Now as there will be a substantial demand for a bailout from the big corporate houses owned by the other big comprador capitalists or their foreign masters. The government will be reluctant to help everyone equally and will cherry pick the big corporations that fulfil the coffers of the RSS or the BJP in return. This will further fuel discontent within the ruling classes and the cleavage will appear prominently, dividing the ruling classes and forcing them into a bitter fight over the booty. More discontent will result in more foreign press criticising Modi for his odd policies, especially on Hindutva fascism, while at the same time, rather than contemplating on the topic of changing the government, the big comprador capitalists and their foreign masters will push the Modi regime to accept their demand and promote a system where they can all take their share of the booty.
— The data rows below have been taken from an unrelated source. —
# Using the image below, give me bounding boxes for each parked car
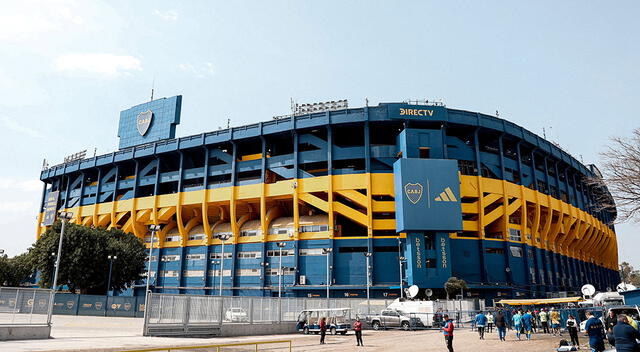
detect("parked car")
[225,307,249,322]
[368,309,422,330]
[296,308,351,335]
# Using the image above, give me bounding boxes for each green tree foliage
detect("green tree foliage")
[30,221,147,294]
[0,253,35,287]
[620,262,640,287]
[444,276,468,300]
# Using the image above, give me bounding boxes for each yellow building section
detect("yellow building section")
[455,175,618,270]
[37,173,617,270]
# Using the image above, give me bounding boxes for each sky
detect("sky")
[0,1,638,269]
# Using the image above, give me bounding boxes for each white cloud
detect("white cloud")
[0,178,43,193]
[53,53,142,77]
[153,9,178,21]
[1,116,44,138]
[0,200,37,213]
[179,62,214,78]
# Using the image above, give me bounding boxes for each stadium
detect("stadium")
[37,96,619,302]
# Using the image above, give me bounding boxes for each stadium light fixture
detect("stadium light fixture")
[47,211,73,326]
[106,255,117,296]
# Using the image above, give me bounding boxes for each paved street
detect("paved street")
[0,315,579,352]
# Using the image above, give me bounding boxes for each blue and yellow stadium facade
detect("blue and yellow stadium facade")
[37,98,619,301]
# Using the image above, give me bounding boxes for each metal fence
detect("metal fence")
[143,292,485,336]
[0,287,52,326]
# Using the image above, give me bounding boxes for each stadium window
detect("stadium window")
[269,228,293,236]
[208,269,231,277]
[209,252,232,259]
[338,246,367,253]
[240,230,259,237]
[186,254,205,261]
[373,246,398,252]
[509,246,523,258]
[419,147,430,159]
[165,235,180,242]
[425,258,436,268]
[237,251,262,259]
[182,270,204,277]
[485,248,505,255]
[161,255,180,262]
[188,234,205,241]
[299,248,325,256]
[236,268,260,276]
[508,228,521,242]
[267,249,294,257]
[299,224,329,233]
[267,267,295,276]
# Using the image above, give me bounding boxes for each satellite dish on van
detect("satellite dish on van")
[407,285,420,299]
[617,283,637,293]
[581,284,596,297]
[425,289,433,298]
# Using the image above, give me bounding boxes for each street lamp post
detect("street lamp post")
[397,237,404,299]
[364,252,372,314]
[47,210,73,326]
[276,242,287,298]
[215,233,231,296]
[106,255,117,296]
[143,224,161,326]
[211,260,220,293]
[322,248,333,307]
[49,252,56,289]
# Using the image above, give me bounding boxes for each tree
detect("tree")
[597,128,640,222]
[30,221,147,294]
[620,262,640,287]
[0,252,35,287]
[444,276,468,300]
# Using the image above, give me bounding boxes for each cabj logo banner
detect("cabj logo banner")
[393,158,462,232]
[136,110,153,136]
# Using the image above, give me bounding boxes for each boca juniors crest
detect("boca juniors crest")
[136,110,153,136]
[404,183,423,204]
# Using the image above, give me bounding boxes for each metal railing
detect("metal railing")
[0,287,52,326]
[118,339,292,352]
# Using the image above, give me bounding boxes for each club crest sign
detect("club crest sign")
[404,183,423,204]
[136,110,153,136]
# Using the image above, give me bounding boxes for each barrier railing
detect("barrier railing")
[118,339,292,352]
[0,287,52,326]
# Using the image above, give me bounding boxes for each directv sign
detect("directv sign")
[393,158,462,232]
[386,103,447,120]
[117,96,182,149]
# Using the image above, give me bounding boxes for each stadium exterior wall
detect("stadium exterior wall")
[37,102,619,302]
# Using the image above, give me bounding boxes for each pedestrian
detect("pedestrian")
[486,311,494,333]
[539,308,549,334]
[442,314,454,352]
[584,311,606,352]
[612,314,640,352]
[550,308,562,336]
[604,309,617,347]
[495,310,507,341]
[354,317,363,346]
[566,314,580,347]
[475,311,487,340]
[512,310,523,340]
[522,310,534,340]
[319,316,327,345]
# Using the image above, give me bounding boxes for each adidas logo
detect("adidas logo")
[435,187,458,202]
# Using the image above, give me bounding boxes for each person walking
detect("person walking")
[354,317,363,346]
[612,314,640,352]
[486,311,494,333]
[566,314,580,348]
[442,314,455,352]
[475,311,487,340]
[539,308,550,334]
[495,310,507,341]
[584,311,606,352]
[604,309,617,347]
[522,310,534,340]
[550,308,562,336]
[512,310,523,340]
[319,317,327,345]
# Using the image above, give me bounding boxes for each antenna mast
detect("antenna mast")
[150,77,155,101]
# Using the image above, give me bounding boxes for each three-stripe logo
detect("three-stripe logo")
[434,187,458,202]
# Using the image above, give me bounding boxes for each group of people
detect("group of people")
[584,310,640,352]
[317,316,364,346]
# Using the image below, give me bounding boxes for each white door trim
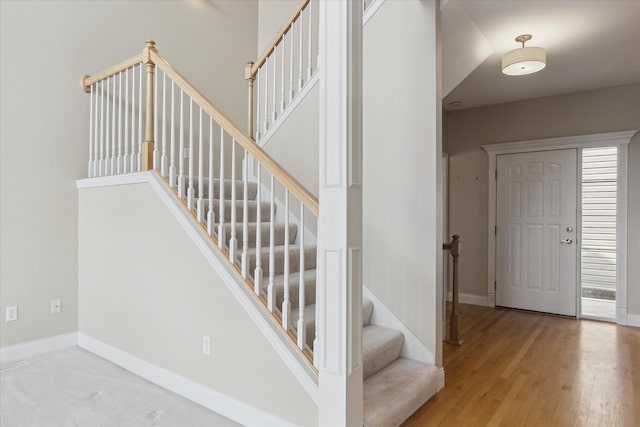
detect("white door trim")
[482,130,637,325]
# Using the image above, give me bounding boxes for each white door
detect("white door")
[496,149,577,316]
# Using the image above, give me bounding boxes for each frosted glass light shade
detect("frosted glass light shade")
[502,46,546,76]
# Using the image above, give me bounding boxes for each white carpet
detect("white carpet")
[0,347,241,427]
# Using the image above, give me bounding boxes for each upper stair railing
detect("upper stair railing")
[81,41,319,367]
[244,0,318,141]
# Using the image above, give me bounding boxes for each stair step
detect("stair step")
[194,199,272,223]
[222,222,298,248]
[363,325,404,380]
[363,358,441,427]
[293,299,380,351]
[247,245,316,277]
[185,178,258,201]
[269,269,317,311]
[363,299,374,326]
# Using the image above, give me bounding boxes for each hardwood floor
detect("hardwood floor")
[403,304,640,426]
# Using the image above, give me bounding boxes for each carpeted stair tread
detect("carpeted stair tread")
[247,245,317,276]
[363,325,404,380]
[269,269,317,310]
[198,199,271,222]
[187,178,258,200]
[363,358,441,427]
[221,222,298,247]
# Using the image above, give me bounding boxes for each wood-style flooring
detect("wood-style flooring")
[403,303,640,427]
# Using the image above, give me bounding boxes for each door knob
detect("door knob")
[560,238,573,244]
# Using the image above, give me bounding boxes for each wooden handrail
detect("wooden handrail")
[80,41,319,215]
[81,53,143,92]
[149,51,319,216]
[250,0,310,77]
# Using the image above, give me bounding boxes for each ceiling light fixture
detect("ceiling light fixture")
[502,34,546,76]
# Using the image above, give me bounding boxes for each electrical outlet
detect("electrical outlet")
[6,306,18,322]
[51,299,61,314]
[183,148,191,159]
[202,335,211,355]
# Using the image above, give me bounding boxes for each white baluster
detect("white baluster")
[197,107,204,222]
[313,299,319,366]
[281,35,286,111]
[264,59,269,132]
[267,175,276,312]
[99,80,105,176]
[255,69,261,140]
[241,149,249,278]
[282,190,291,329]
[88,84,94,177]
[299,10,304,89]
[111,76,116,174]
[218,128,226,247]
[161,72,168,177]
[207,117,215,235]
[187,98,195,210]
[169,81,176,186]
[308,3,313,78]
[272,46,277,122]
[123,68,129,174]
[138,63,143,171]
[289,21,295,101]
[117,71,123,174]
[105,77,110,175]
[178,90,185,198]
[93,82,99,178]
[254,164,263,294]
[130,66,136,173]
[229,140,238,262]
[153,69,158,169]
[297,205,306,349]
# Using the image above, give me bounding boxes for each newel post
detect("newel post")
[142,40,157,171]
[317,1,363,425]
[245,61,255,139]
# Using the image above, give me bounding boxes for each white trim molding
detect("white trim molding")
[627,314,640,328]
[482,130,637,325]
[77,172,319,401]
[0,332,77,365]
[78,334,295,427]
[446,291,489,307]
[363,0,385,25]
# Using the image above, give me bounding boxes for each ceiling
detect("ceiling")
[441,0,640,111]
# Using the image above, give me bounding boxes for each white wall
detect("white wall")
[257,0,300,54]
[363,0,442,363]
[444,83,640,317]
[0,0,258,347]
[78,183,317,426]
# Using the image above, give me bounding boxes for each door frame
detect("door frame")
[482,130,636,325]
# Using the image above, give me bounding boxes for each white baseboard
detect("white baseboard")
[78,333,295,427]
[627,313,640,328]
[435,367,445,392]
[447,291,489,307]
[0,332,78,365]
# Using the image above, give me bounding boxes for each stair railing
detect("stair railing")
[81,41,319,365]
[443,235,462,345]
[245,0,318,141]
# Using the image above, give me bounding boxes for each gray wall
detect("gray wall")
[444,83,640,316]
[79,184,317,426]
[0,0,258,347]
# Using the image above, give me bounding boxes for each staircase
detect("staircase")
[191,177,440,426]
[79,0,442,424]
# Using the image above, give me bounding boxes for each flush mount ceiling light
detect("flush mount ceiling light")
[502,34,546,76]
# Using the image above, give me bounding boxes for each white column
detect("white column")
[317,1,363,426]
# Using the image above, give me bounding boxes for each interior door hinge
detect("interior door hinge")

Now, at the hour of a grave economic crisis, which is all set to force the government into an austerity drive, the Modi regime will not budge or reconcile with all big comprador capitalists to avoid irking Adani and the Ambanis. If the Modi regime doesn’t address the concerns of the other big comprador capitalists, especially by promoting rural and urban demand through employment generation, then there will be a strong chance of these corporate houses uniting with each other to launch pressure on the government.
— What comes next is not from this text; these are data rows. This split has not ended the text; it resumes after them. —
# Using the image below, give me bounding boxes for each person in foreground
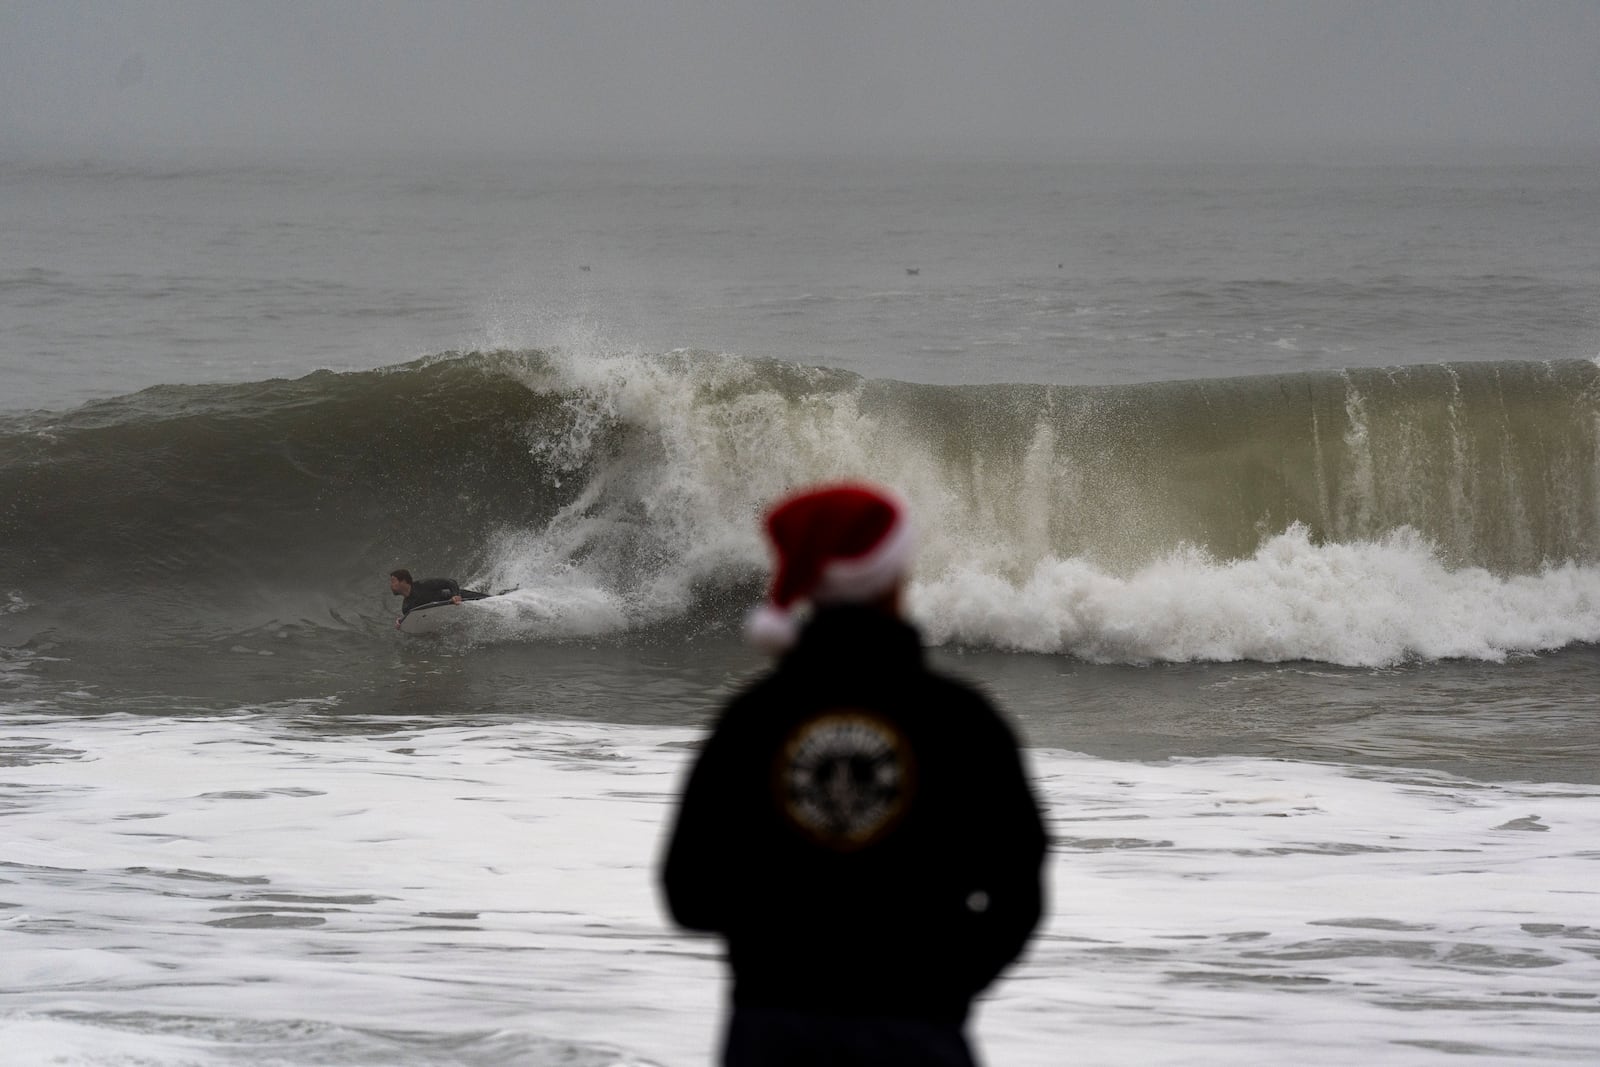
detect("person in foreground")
[388,569,489,625]
[660,482,1048,1067]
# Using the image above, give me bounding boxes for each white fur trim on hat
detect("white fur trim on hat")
[812,507,916,605]
[745,602,800,653]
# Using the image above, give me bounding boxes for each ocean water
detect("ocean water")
[2,150,1599,1064]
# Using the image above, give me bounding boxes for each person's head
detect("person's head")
[389,569,413,595]
[747,481,914,651]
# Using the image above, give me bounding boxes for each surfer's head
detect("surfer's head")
[389,569,413,595]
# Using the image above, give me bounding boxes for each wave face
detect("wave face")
[3,348,1598,664]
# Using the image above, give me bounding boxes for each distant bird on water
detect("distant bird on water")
[905,267,920,276]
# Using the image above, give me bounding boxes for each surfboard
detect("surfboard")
[395,595,500,635]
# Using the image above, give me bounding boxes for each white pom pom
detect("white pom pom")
[745,603,798,653]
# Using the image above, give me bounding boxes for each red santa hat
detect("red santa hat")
[746,481,915,651]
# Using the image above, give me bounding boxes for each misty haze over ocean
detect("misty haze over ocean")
[3,4,1599,1065]
[5,2,1600,161]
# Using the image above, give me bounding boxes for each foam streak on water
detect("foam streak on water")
[1,714,1595,1065]
[915,523,1600,665]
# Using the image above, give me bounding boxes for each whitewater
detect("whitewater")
[4,715,1597,1066]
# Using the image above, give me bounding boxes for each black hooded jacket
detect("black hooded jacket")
[661,605,1047,1024]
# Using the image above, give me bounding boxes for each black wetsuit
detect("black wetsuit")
[400,578,488,615]
[661,605,1047,1065]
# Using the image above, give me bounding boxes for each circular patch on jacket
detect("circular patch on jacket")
[774,710,916,850]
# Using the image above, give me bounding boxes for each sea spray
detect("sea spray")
[914,524,1600,666]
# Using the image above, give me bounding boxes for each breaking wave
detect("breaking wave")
[3,344,1598,665]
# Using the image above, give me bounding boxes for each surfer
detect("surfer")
[660,482,1047,1067]
[388,569,489,617]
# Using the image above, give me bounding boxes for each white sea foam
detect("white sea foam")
[444,341,1600,664]
[463,340,1600,664]
[1,714,1595,1065]
[916,524,1600,666]
[480,337,883,625]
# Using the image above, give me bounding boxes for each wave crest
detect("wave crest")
[4,346,1598,663]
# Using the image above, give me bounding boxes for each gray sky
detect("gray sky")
[3,1,1598,159]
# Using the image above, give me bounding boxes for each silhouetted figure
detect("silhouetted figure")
[661,483,1047,1066]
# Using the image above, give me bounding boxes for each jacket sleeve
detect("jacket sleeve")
[990,739,1048,976]
[659,720,739,933]
[961,702,1049,991]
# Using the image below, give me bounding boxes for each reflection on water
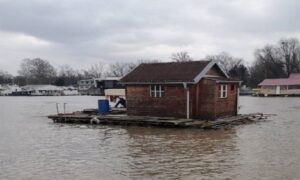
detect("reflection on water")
[0,96,300,179]
[124,128,238,179]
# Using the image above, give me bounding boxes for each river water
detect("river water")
[0,96,300,180]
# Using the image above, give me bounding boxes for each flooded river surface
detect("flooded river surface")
[0,96,300,179]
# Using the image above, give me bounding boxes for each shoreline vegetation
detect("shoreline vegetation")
[1,37,300,89]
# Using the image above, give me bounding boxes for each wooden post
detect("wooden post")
[63,103,67,122]
[63,103,67,114]
[237,87,239,115]
[56,103,60,114]
[183,83,190,119]
[187,88,190,119]
[196,84,199,116]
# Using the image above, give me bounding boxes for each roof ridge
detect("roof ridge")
[140,60,211,65]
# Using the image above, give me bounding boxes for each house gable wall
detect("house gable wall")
[190,79,238,120]
[214,83,238,118]
[206,64,226,77]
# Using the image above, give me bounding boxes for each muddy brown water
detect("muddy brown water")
[0,96,300,180]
Though none of these big comprador capitalists will side with the people in their fight against the Hindutva fascist empire, rather, unite behind the government to thwart a united people’s resistance if such a moment comes, it’s still imperative that the democratic and progressive forces take advantage of this widening rift and contradiction to elevate its struggle against the evil nexus of Modi and his crony-comprador allies to a new height. The economic crisis will drive more people into the realm of sheer destitution and to prevent what’s inevitable under the capitalist system, it’s imperative to unite the most-affected people — the working class, peasantry and toiled masses — for a larger struggle against this anti-people regime.